To relate this to lifting: the value in training comes from the things it will enable you to do; the weights it will enable you to lift. For example, the value of a 3-month training plan comes from the 5kg PB you should hit at the end of it.
But, this mental approach quickly becomes tiresome. It will turn training sessions into work. This is supposed to be a hobby (and to all the zealots out there, unless you are pro, which is unlikely, lifting is, ultimately, a hobby), and if it becomes work is it still fun? Will we still continue to train? A new PB squat of 220kg is not 225kg, is not 230kg, is not 235kg etc. therefore the value of training will always be instrumental. The point will never be the training itself, only what the training enables you to do.
This makes training a hard road to slog; an endeavour that we will never derive joy from. And by our very nature, if we do not derive some form of gratification from it, we are less likely to continue doing it. So, what do we do about this? How can install intrinsic value in training?

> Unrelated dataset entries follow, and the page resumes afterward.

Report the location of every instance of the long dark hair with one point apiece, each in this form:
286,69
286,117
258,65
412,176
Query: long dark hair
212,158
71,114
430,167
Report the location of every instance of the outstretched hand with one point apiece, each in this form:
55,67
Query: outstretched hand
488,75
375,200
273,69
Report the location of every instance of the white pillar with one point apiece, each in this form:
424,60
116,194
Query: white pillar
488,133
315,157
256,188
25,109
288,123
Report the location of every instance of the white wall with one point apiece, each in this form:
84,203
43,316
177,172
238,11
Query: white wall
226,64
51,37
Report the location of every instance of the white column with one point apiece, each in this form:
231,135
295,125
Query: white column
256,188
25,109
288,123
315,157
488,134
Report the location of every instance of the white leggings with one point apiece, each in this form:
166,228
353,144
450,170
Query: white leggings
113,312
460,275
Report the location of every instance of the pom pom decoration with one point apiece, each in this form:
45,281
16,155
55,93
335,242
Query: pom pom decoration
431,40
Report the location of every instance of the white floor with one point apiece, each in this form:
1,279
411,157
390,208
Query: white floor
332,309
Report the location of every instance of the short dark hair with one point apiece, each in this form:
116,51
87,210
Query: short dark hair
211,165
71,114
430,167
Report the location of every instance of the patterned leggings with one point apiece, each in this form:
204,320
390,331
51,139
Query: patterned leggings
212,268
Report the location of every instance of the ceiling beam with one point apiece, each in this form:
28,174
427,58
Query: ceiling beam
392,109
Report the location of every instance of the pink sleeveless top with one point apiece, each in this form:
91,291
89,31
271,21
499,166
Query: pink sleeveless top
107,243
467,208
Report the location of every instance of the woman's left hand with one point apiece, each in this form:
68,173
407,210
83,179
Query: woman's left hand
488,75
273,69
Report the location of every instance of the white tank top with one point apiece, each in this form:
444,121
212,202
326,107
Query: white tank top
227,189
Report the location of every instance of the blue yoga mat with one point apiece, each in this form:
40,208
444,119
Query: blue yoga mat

For me, I simply changed the way I trained. Instead of looking 3-6 months down the road and planning accordingly, I tailored my sessions to encompass all the things I enjoy, and I treat each training session as a stand-alone endeavour.
Since adopting this approach training has got a lot more regular, simply due to the enjoyment factor (and we all know consistency is king) and I train harder each session, as I’m not constantly worried about reserving energy etc. for the next session.
This is not to say that I don’t think about the long term, ignore weak points or have stopped planning longer training cycles entirely. But in all honesty, long term planning has taken a back seat to pure enjoyment. And, so far, I’m reaping the rewards of it with more consistent training, a better mental and physical state and a couple of small PBs that will, ultimately, turn into big ones.